Ah le joli mois de juin et son retour des examens, quel bonheur dans notre maison, quelle joie, quelle liesse, quelle extase, à l'idée de voir partir Chéwi, les yeux au miyeu des genoux, levé à 6h15, pour se rendre dans un bahut parisien où on le cloître pour corriger des pakédkopis, à la chaîne, avec un fouet. 90 kopis en 3 jours, enfermé de 8h00 à 18h30, ouh qu'il est content, qu'il en redemande, qu'il est frais et dispo quand il rentre le soir, le sourire aux lèvres, fier de la tâche accomplie, pressé d'en découdre à nouveau dès le lendemain, youhou.
Non je ne suis pas ironique. N'importe quoi.
Mon Chéwi il aime son métier et ... ahahahahahha, ok. C'est le retour des trois jours de l'angôâsse, après les trois jours d'oraux à écouter du chinois non sous-titré, les trois jours de correction à la chaîne, hop hop hop, c'est l'enfer.
Et donc moi je suis tute seule avec les trois enfants, bah, tranquille hein, je sais pourquoi j'ai signé, puis je commence à avoir de l'entraînement, donc je pars combattive, positive, zen, sûre de moi et prête à assurer comme une bête. Rocky, ze aille of ze taïgueure, toussa.
Evidemment, dès le premier jour, dès la première minute, ça foire.
LaPatate se réveille à 6h40 soit 10 minutes après le départ de son père, et je peux donc dire babaille au réveil programmé sur 8h.
Et ce d'autant plus que LaPatate arrive avec son nouveau pote Pipioli, celui qui accompagne les enfants qui ne font pas assez dodo, et qui du coup pioncent tellement profondément, que, bon, voilà. La flaque.
6h45, je lance donc la première lessive de la journée, et je douche mon fils.
J'allume l'ordi, je regarde la météo, bah didon, chic alors, il va pleuvoir toute la journée. Voilà qui me va complètement. Ce n'est pas comme si je devais emmener les gars au cataclop pour 10h, hein. Youhou.
C'est là qu'on remercie ma fille qui comme chaque matin pète la forme, elle se drogue aux chocapics, je vois que ça, et qui me prépare mon thé, le bib de son frère, et file le petit dej' au PitiGasson, le tout devant les dessins animés, on lutte comme on peut contre la morosité.
Et si après quand tu rentres du poney, sans trop t'être faite saucer, n'espère pas que tout il va bien au pays de Candy, non non non, parce que quand tu rentres chez toi, ok ta fille elle a fait ses devoirs comme une grande, parce que trop elle assure, je pense que s'il y avait des Jeux Zolympiques de la gamine de 10 ans 1/2 la plusse chouette du monde, elle serait hors-concours, mais en fait non, tout il va pas bien. Parce qu'il y a une odeur de popo de chat dans ta maison. Violente.
Et oh didon, on croirait bien que mon chat il s'est essuyé le tutu sur le parquet à deux/trois endroits différents. Et tiens, didon, c'est quoi accroché à son tutu pwalu, là? Bah oui, l'objet du délit. Oh my. Obligée de coincer le chat pour le soulager de son puant fardeau, avant d'aller récupérer toute la literie de LaPatate dans le sèche linge et de refaire son lit, c'est bien ces petits imprévus dans le programme, c'est le sel de la vie, mioume, on en redemande, ouhla, oui, plein!

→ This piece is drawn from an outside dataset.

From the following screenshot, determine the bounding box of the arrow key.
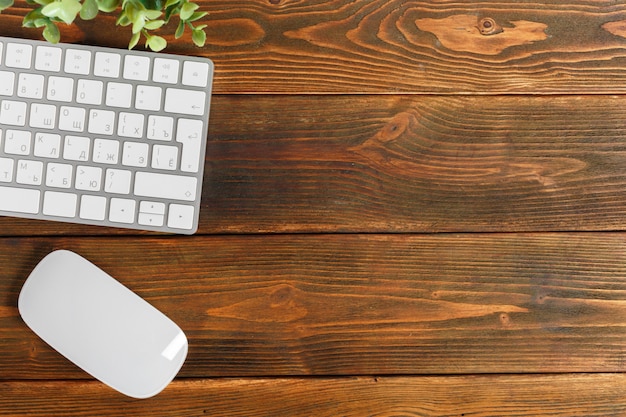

Et puis pendant la sieste du bonzomme, le PitiGasson est bien sage dans sa chambre à regarder un dividi, LaLutine est partie à son atelier, tu te dis que tu vas pouvoir abattre du ménage en chantant youpi tralalala, parce que clairement, sans vouloir te la jouer trip fifties, ton Chéwi quand il va rentrer, ce serait bien que l'appart ce ne soit pas trop Beyrouth sous les bombes, quand même... Et donc je m'occupe du linge, du rangement, de la vaisselle, tout ça, je m'active, et au bout de très peu de temps, je pète de chaud. Tu crois que je peux ouvrir le balcon histoire de profiter de l'air frais et humide du dehors? Que nenni mon bon monsieur, y'a les gens de la maison d'en face qui ont décidé d'en passer par le ravalement de façade, et donc ça fait un boucan d'enfer, et mon bonzomme, il dort. Et ça serait bien qu'il continue.
Youpi.
Je ne sais pas pourquoi, mais le soir vu que j'ai encore plein de krucs, môchins et dibules à faire, au final je me couche super tard, et je sens que la journée de demain ça va être bien aussi. Non mais il faut garder l'espoir, c'est important l'espoir. Si. Allez, dis-moi si.